Согласно второй точке зрения, разноязычие рода человеческого – это Божья кара за гордыню: люди вознамерились воздвигнуть башню до небес и город, чтобы прославиться («и сделаем себе имя, прежде нежели рассеемся по лицу всей земли»). Наказанием за дерзость стало смешение языков и рассеяние народов: «И сказал Господь: вот, один народ, и один у всех язык; и вот что начали они делать, и не отстанут они от того, что задумали делать. Сойдем же и смешаем там язык их, так чтобы один не понимал речи другого. И рассеял их Господь оттуда по всей земле; и они перестали строить город» (Быт 11, 6–8).
Библия исходит из предопределенности смешения языков и вместе с тем стремится преодолеть языковые барьеры. Первоначально единый и совершенный (потому что от Бога) язык Адама; затем смешение и рассеяние языков в наказание за людское тщеславие во время «творения» «столпа» в Вавилоне; наконец, «искупление языков» – чудесное «говорение языками», на Троицу дарованное Св. Духом разноязычным апостолам (Деян 2), – таковы главные вехи библейской истории языков.
116. Почему одно из имен Иисуса Христа – Логос (Слово)?
В «Евангелии от Иоанна» Слово (греч. Logos – ‘слово, учение’) означает второе Лицо Троицы – Сына Божия, Иисуса Христа. Образ Христа как Слова Божия возник под несомненным влиянием греческой философии гностиков и в особенности неоплатонического учения о предвечном Логосе. В христианской учености сближение Сына Божия и Слова получает своеобразное лингвистическое, именно семасиологическое развитие.
В одном из православных сочинений о языке в этой связи говорится: Слово же в чловеце во образ Сына Божия, понеже Сын Божий имат у себе два рождения, первое родися от Отца неким рождением непостижным <…>, второе же родися без страсти истинно плотию. <… > Того ради по сугубому рождению Сына Божия и нашего слова сугубое рождение, понеже бо наше слово рождается прежде от душа неким рождением непостижным и пребывает у душа неведомо. И паки рождается вторым рождением плотьским, еже есть устнами изыдет и гласом в слышании объявится («Беседа о учении грамоте»; цит. (с графическими упрощениями) по изданию: Ягич, 1885–1895, 675–676). Значит, по мысли писавшего, слово, подобно Христу, «двугубо» – духовно и телесно, и духовная сущность слова непостижима, как непостижимо рождение Христа.

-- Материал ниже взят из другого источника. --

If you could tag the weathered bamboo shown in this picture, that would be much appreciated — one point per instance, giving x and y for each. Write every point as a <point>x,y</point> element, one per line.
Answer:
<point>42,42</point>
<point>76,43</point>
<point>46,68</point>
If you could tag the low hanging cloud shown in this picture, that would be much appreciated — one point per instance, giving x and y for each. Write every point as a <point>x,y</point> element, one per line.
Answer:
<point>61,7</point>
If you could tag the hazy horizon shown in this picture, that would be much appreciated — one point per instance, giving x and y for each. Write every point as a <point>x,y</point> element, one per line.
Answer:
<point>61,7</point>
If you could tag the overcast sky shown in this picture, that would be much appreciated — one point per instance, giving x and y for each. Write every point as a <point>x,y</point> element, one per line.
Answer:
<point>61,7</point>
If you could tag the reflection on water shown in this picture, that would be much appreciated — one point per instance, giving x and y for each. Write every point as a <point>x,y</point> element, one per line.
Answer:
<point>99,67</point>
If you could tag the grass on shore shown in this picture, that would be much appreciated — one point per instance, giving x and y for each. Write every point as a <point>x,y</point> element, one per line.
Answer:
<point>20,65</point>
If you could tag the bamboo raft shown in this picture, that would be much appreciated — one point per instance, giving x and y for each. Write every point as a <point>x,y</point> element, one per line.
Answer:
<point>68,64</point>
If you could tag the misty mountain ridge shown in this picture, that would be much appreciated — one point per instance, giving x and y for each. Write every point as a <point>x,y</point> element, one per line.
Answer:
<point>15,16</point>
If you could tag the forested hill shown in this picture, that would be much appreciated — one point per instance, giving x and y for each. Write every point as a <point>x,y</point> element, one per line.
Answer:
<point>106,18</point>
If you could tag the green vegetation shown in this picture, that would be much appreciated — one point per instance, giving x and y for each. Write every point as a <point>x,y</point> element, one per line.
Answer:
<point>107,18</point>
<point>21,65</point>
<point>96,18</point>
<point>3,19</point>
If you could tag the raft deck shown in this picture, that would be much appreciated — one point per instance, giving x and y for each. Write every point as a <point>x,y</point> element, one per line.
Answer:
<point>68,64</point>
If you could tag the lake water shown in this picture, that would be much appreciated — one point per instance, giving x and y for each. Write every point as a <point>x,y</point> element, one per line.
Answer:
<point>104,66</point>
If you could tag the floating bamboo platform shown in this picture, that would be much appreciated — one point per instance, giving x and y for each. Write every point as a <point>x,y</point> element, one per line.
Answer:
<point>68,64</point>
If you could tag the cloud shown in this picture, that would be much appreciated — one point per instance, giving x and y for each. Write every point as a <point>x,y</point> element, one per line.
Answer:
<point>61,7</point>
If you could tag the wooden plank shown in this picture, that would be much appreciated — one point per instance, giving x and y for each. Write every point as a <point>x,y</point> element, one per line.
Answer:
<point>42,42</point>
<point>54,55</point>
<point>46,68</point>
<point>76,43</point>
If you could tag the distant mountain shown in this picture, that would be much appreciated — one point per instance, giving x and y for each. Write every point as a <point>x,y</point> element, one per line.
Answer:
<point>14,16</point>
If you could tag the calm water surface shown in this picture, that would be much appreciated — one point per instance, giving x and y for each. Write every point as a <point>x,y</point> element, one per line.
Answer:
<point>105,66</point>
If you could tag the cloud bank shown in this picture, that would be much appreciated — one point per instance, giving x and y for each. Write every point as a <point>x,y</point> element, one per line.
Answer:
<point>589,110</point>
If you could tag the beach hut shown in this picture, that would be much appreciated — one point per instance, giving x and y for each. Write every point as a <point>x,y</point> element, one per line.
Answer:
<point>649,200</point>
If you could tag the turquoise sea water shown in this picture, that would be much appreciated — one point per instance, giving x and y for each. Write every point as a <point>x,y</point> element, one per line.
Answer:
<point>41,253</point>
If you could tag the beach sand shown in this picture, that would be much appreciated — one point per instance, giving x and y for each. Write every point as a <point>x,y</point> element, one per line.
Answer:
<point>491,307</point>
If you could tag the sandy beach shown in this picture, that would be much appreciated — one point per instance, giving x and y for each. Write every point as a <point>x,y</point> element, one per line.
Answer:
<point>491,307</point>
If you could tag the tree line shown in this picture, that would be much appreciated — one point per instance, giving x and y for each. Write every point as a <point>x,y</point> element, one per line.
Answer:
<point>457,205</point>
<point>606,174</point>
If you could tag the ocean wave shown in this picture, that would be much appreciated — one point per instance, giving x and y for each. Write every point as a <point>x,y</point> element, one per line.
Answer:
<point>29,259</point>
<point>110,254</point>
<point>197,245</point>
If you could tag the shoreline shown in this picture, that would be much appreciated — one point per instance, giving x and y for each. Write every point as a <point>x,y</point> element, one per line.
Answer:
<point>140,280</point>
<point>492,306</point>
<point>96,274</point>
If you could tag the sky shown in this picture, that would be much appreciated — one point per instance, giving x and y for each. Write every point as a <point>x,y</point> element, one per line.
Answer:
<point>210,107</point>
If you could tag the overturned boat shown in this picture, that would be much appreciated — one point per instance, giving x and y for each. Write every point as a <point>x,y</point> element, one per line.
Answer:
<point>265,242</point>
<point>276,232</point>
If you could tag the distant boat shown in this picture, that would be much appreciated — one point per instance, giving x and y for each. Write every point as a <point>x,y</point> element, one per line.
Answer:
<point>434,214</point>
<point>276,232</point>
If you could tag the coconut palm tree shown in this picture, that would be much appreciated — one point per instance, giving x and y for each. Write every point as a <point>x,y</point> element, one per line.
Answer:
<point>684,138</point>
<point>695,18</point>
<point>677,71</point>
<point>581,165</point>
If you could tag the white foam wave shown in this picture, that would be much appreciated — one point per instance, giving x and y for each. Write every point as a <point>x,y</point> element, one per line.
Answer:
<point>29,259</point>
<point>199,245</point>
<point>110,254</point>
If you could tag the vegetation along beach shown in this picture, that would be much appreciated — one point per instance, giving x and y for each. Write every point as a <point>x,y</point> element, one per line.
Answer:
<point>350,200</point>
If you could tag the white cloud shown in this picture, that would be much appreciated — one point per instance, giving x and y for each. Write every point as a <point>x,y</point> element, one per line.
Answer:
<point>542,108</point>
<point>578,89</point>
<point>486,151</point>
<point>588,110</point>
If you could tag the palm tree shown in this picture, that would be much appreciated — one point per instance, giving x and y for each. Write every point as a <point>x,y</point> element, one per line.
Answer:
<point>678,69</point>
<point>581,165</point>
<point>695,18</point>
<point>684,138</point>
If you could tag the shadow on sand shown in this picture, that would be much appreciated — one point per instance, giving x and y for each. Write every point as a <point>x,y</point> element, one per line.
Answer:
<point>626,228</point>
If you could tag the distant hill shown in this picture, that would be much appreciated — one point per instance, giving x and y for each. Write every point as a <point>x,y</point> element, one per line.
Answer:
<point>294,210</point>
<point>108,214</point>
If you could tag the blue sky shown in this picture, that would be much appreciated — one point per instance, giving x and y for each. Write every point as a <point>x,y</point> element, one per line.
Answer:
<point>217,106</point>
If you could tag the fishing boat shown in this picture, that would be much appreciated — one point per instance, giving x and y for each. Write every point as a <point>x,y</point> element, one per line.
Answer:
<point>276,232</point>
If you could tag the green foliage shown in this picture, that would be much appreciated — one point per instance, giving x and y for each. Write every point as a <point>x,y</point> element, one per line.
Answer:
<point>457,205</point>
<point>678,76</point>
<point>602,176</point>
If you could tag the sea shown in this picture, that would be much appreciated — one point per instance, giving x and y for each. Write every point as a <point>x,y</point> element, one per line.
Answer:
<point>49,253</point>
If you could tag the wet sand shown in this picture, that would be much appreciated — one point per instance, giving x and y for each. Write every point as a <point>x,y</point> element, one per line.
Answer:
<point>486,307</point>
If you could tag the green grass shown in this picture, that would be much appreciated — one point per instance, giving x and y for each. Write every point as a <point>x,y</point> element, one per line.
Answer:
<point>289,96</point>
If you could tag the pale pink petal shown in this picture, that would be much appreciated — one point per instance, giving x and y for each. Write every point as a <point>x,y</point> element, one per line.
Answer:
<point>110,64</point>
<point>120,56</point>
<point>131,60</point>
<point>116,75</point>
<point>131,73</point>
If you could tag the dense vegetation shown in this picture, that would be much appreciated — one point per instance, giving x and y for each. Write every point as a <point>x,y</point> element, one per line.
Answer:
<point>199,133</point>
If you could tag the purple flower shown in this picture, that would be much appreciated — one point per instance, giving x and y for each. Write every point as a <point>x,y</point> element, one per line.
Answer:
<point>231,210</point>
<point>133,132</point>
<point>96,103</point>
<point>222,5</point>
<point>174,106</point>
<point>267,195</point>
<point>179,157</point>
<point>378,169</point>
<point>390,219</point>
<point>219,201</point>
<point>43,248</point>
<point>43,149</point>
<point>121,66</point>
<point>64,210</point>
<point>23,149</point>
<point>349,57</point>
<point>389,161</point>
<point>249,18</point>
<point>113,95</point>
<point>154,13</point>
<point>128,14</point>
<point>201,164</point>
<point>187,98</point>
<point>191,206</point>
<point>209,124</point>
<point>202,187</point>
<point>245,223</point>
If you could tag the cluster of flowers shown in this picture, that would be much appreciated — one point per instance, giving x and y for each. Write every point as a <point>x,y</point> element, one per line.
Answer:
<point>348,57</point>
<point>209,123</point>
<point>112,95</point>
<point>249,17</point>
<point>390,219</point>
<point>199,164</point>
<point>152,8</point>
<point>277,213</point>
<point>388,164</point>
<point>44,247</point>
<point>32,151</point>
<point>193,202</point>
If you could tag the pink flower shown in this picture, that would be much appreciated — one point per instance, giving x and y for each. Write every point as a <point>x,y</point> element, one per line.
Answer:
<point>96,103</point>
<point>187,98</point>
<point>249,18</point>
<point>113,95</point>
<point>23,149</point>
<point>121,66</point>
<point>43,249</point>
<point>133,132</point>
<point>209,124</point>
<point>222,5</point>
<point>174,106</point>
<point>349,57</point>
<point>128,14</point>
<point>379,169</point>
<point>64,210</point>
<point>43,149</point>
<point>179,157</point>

В современной теории языка эта мысль выражается в другой терминологии: в языке есть две стороны – значение и форма (вариант терминов: план содержания и план выражения); при этом, как в старину рассуждали о непостижном рождении Слова от душа, так в современной лингвистике часто пишут об особой трудности изучения семантики, содержательной стороны языка.
Как можно видеть, несмотря на мифопоэтическую форму, религиозное сознание поставило основные вопросы философии языка (язык и мысль; форма и содержание в языке; созидающие возможности языка). Таким образом, в культурах, исповедующих религии Писания, религиозные потребности выступают как фактор, который не только развивает коммуникативные возможности языка, но и стимулирует и углубляет рефлексию над языком. Все это существенно повышает филологическую культуру общества, в конечном счете – филологическое обеспечение коммуникации (и, разумеется, не только в сфере религиозной практики).